Communities in the Cedar Valley are still struggling with the issue of legalized fireworks.
That’s not a bad thing. Taking the time to determine the most palatable course for the greatest number of residents for future years is a better approach than knee-jerk reactions.
That’s what happened in Cedar Falls, where council members voted earlier this month to implement a fireworks ban in the city after allowing them for a nearly five-week span this year.
On Aug. 21, after hearing from residents, council members reversed that decision and voted 4-3 against drafting an ordinance to ban fireworks. The council then voted 6-1 to send the matter back to committee for more discussion.
Council members took the votes after listening to arguments from residents on both sides of the issue.
“I’m a little conflicted myself,” said Councilman Frank Darrah. “I’d love to ban fireworks. For me, that’s the bottom line. But I also heard a lot of really good ideas tonight. ... I also want to be respectful of individuals in our community who are responsible users.”

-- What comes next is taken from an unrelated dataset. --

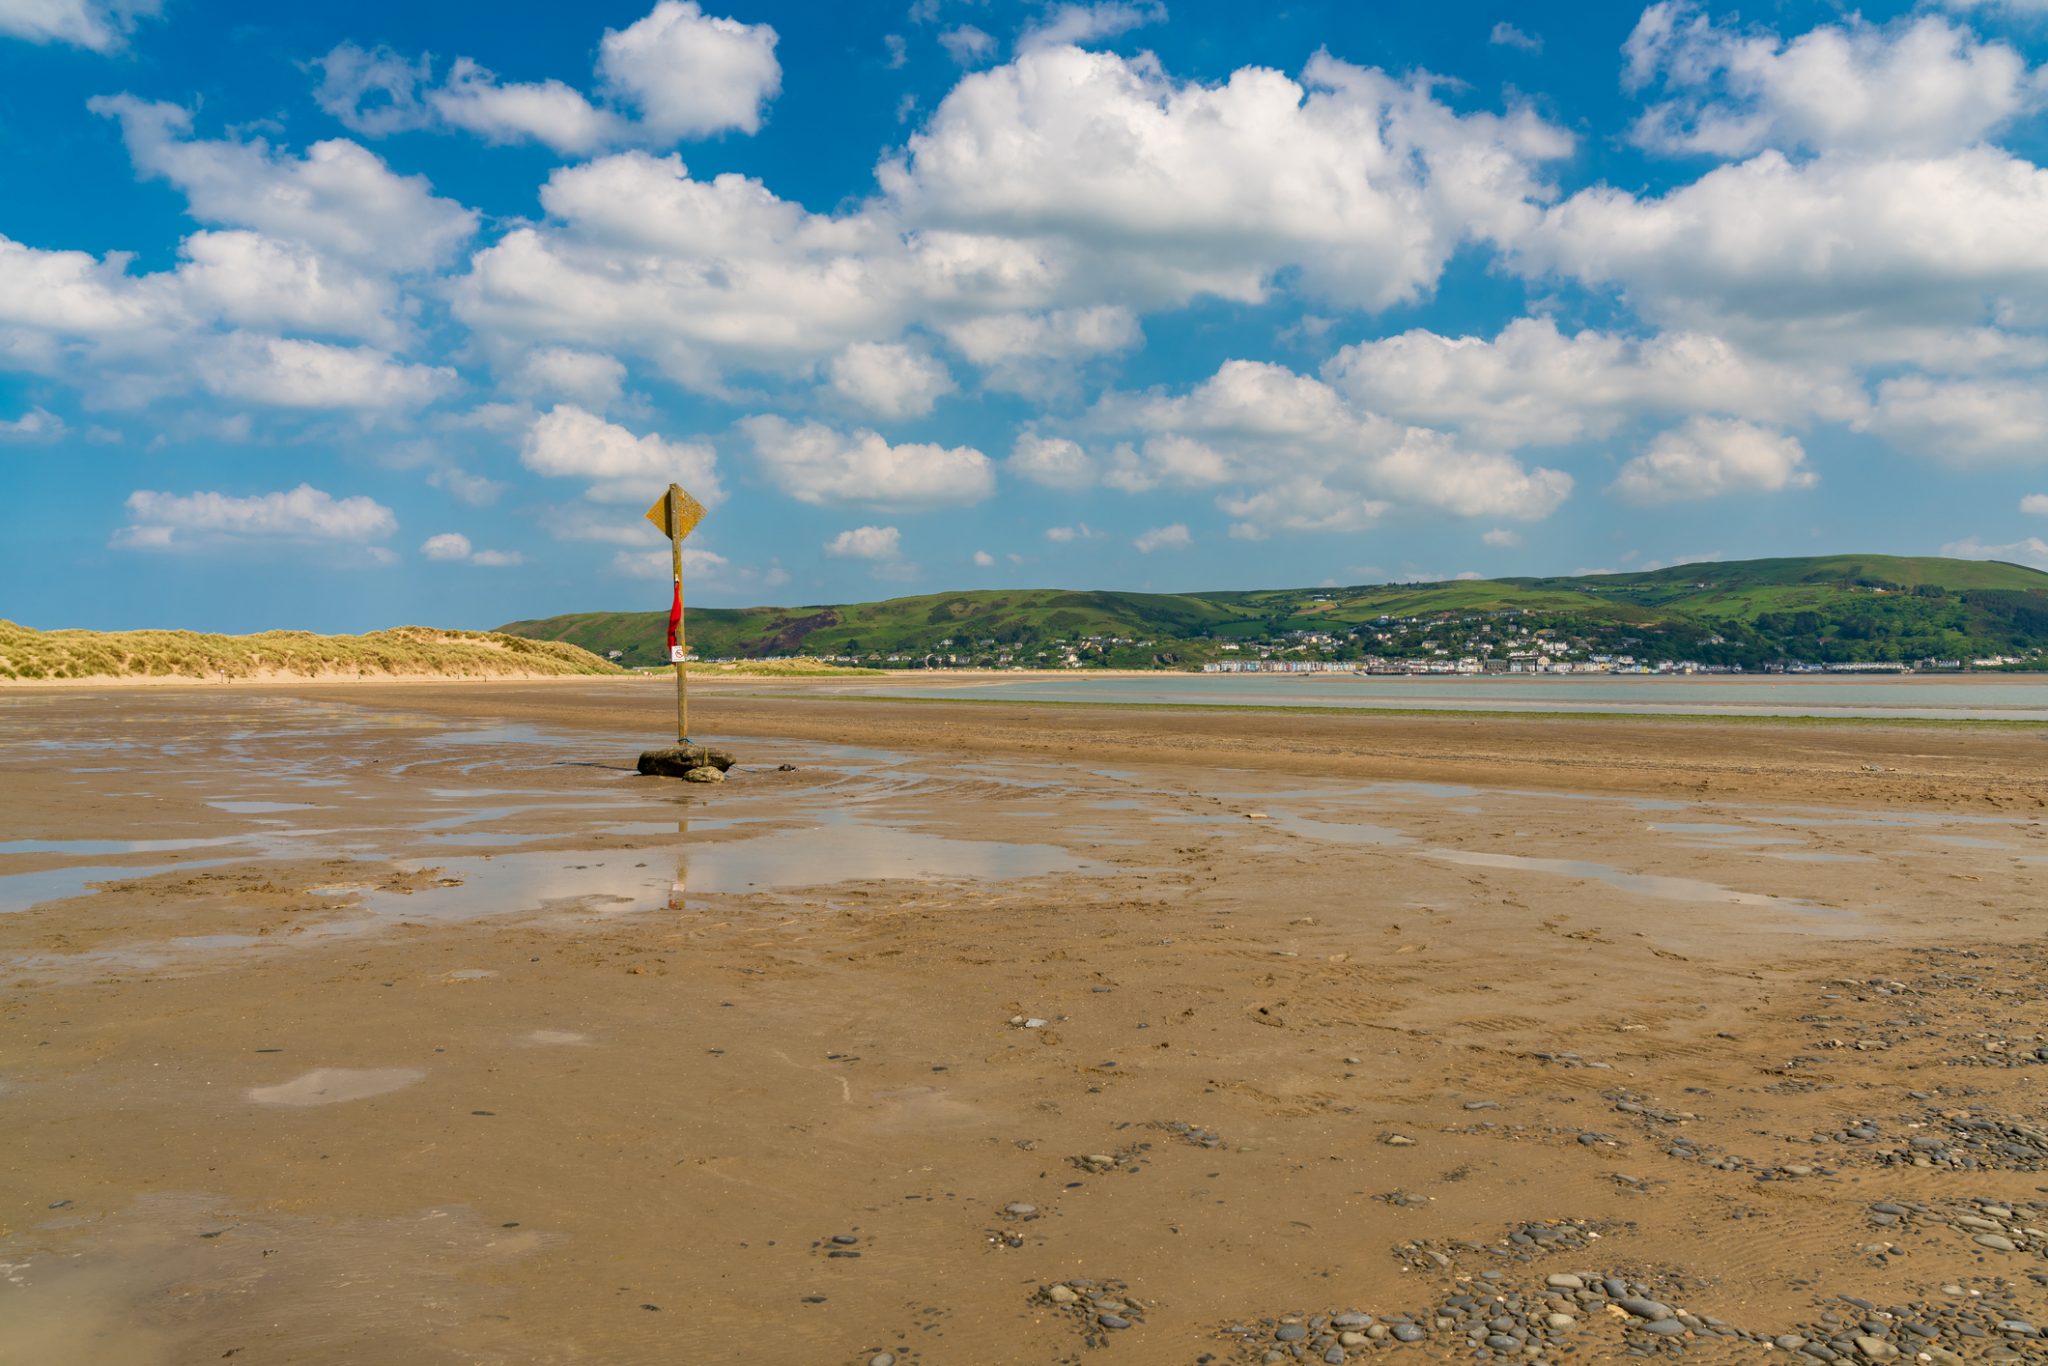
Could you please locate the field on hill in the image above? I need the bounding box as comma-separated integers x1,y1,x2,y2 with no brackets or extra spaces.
501,554,2048,670
0,622,623,683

Many residents had complained about weeks of noise and debris from fireworks in June and July, disturbing pets and veterans with post-traumatic stress. Others said an outright ban is excessive and favored limiting the time fireworks could be discharged.

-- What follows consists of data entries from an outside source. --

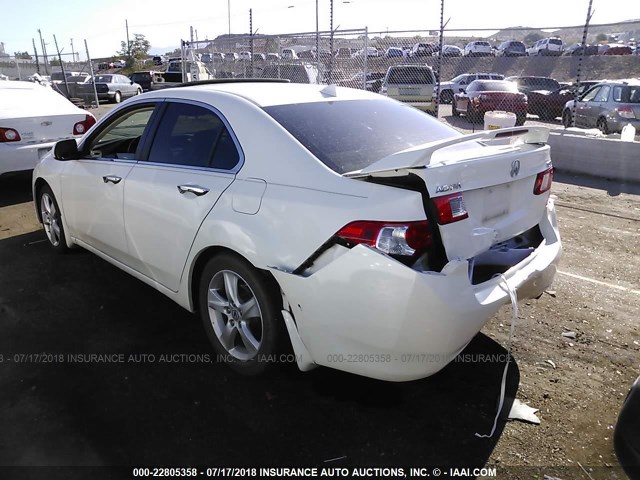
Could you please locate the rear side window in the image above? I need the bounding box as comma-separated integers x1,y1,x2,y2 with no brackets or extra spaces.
387,67,434,85
264,99,458,174
148,103,239,170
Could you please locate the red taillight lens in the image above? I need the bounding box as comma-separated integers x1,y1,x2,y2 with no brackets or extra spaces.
73,114,96,135
534,166,554,195
615,106,636,119
0,127,21,143
433,193,469,224
336,220,431,256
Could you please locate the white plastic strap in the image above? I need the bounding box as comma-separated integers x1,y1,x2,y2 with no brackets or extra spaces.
475,273,518,438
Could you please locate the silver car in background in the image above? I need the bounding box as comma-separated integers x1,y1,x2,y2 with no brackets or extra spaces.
562,79,640,134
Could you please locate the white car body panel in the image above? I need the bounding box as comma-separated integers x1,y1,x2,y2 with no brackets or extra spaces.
0,81,89,175
32,83,561,381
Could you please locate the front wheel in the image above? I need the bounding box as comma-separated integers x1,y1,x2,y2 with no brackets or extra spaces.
452,101,460,117
38,185,69,253
199,254,285,376
562,109,573,128
515,114,527,126
136,88,142,95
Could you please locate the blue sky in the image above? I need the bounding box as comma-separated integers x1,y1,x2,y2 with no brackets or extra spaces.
3,0,639,60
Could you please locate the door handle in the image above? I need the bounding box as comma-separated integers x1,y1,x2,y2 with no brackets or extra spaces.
177,185,209,196
103,175,122,184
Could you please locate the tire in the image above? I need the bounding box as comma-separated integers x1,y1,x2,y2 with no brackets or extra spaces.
515,114,526,126
562,109,573,128
452,101,460,117
597,117,609,135
38,185,69,253
198,253,285,376
136,88,142,95
440,90,453,104
113,91,122,103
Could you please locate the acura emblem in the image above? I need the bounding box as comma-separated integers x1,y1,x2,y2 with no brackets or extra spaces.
510,160,521,178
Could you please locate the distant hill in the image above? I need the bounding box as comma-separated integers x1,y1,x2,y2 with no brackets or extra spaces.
494,19,640,46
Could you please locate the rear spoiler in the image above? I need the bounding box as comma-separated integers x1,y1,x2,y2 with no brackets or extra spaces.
344,126,550,178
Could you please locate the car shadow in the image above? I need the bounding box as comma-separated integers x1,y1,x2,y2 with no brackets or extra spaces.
554,171,640,197
0,230,519,468
0,171,33,207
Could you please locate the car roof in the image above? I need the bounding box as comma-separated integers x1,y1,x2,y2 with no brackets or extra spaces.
141,81,380,107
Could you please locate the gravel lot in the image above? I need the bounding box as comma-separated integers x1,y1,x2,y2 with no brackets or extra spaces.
0,126,638,478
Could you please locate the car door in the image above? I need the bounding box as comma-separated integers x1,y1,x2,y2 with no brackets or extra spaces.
575,86,601,127
590,85,611,123
59,102,160,263
123,100,241,292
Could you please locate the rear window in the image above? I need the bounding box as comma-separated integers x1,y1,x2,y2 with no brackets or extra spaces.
94,75,113,83
262,65,310,83
476,42,491,46
263,99,458,174
386,67,434,85
549,38,562,45
51,72,66,81
515,78,560,90
470,80,518,92
131,73,151,82
612,85,640,103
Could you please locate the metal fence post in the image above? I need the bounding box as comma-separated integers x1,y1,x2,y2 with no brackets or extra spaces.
571,0,593,128
84,39,100,108
435,0,445,118
363,27,368,90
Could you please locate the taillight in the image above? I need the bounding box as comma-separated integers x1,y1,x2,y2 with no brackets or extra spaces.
0,127,21,143
534,166,554,195
336,220,431,257
73,114,96,135
615,106,636,119
433,193,469,224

We stick with our previous opinion — stated prior to the initial Cedar Falls ban vote — that the long time frame of legalized fireworks was, by far, the biggest problem.
The Legislature legalized the sale and use of consumer fireworks this year for the first time in 80 years, allowing them to be shot off on private property from June 1 through July 8 and again from Dec. 10 through Jan. 3. But cities can adopt more restrictive usage times.

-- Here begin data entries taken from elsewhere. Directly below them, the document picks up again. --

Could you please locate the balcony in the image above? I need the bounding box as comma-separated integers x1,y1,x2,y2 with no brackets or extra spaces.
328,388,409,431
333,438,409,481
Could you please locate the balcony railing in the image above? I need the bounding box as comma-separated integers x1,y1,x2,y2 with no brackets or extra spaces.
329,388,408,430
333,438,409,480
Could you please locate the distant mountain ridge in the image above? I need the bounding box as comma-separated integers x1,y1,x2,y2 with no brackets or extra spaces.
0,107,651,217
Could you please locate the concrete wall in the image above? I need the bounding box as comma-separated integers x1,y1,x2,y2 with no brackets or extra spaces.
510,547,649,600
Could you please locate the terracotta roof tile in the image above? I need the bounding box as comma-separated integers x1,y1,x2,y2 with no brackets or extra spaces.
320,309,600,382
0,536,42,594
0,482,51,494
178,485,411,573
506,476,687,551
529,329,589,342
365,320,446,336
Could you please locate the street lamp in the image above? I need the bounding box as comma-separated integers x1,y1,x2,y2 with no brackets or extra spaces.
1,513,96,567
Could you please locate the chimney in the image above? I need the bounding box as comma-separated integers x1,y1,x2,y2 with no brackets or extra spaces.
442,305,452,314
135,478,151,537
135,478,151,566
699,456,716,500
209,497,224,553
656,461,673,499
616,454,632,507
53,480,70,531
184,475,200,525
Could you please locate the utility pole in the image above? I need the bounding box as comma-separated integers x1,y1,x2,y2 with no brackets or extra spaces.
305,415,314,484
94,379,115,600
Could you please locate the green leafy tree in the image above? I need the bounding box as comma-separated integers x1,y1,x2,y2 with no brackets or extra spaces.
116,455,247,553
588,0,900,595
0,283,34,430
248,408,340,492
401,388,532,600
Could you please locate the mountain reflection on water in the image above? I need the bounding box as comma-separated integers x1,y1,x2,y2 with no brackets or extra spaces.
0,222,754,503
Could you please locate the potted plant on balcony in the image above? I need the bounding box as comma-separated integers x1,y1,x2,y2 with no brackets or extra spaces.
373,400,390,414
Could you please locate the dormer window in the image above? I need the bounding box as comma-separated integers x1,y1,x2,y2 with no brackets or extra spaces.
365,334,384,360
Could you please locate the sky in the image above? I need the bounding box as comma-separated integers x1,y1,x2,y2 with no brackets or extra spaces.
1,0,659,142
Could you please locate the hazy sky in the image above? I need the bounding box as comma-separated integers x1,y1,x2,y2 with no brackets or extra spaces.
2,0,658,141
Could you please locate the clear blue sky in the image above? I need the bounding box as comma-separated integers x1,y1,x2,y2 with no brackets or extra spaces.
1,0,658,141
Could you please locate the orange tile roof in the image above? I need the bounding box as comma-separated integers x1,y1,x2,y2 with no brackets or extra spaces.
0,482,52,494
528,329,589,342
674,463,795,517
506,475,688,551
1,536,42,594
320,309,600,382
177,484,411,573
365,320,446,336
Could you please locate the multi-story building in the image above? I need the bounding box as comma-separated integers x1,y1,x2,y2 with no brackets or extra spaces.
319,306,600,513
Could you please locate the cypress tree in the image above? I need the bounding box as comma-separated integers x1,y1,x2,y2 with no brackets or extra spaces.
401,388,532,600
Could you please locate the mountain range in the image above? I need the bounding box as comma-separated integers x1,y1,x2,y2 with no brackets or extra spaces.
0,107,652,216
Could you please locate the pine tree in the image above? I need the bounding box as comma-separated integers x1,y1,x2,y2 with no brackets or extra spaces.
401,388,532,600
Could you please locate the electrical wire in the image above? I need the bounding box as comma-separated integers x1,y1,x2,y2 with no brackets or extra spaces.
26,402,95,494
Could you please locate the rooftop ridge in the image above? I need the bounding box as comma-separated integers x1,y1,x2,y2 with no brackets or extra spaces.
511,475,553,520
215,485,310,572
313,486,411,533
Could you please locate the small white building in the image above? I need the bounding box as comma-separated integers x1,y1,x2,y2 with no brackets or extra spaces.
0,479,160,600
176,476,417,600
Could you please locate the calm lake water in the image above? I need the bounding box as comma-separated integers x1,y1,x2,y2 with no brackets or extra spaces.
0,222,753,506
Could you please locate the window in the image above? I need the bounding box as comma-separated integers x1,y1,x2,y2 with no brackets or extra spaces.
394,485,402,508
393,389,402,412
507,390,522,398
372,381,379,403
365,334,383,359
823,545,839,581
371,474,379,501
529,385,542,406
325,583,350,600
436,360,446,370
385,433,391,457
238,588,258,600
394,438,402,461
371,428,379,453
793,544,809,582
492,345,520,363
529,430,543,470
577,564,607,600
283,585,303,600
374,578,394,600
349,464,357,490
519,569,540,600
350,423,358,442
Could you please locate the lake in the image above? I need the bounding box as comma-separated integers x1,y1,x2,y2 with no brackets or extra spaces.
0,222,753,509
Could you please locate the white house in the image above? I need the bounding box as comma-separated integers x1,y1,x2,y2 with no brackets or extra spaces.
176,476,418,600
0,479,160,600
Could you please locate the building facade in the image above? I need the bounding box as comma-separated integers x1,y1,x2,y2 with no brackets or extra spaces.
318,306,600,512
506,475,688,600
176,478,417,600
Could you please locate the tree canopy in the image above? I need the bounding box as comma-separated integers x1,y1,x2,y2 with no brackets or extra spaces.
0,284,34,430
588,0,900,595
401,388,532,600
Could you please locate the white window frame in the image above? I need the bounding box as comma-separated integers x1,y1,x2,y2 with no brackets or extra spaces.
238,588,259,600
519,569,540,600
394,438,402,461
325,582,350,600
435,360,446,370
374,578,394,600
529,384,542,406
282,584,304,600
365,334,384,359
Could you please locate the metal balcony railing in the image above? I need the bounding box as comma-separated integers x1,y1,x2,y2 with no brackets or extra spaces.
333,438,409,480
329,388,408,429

In Cedar Falls, five weeks of legalized fireworks over June and July turned out to be overkill.
In Waterloo, councilmen voted 6-1 in May to only allow fireworks use from June 30 through July 4 – a much shorter and more practical time frame than the initial Cedar Falls regulations.
Even so, future fireworks use in Waterloo also is up in the air. A proposal narrowly endorsed by a Waterloo City Council subcommittee Monday would limit legalized fireworks to the Fourth of July.
Some residents there have pushed since for a total ban, calling fireworks a nuisance, while supporters have pushed back with calls to continue them.
Many fireworks proponents have used Fourth of July celebrations to back their arguments. Vietnam veteran and local businessman Greg Saul said the right to discharge fireworks is one of the freedoms he fought for.
“I support fireworks, and I think 80 percent of the veterans do. Let freedom ring, and let Cedar Falls celebrate, like most of the rest of the country, the Fourth of July.”
Yes, we support the ability to celebrate the Fourth of July with fireworks. It’s a longtime American tradition. But there’s no reason to celebrate the Fourth of July on June 1, or even June 30. People setting off fireworks in city neighborhoods in early June aren’t celebrating Independence Day.
The Fourth of July is still a deeply meaningful holiday for a lot of people. Frankly, we believe that long of a window for legal fireworks cheapens the actual holiday, a special day with the special privileges of setting off fireworks in celebration.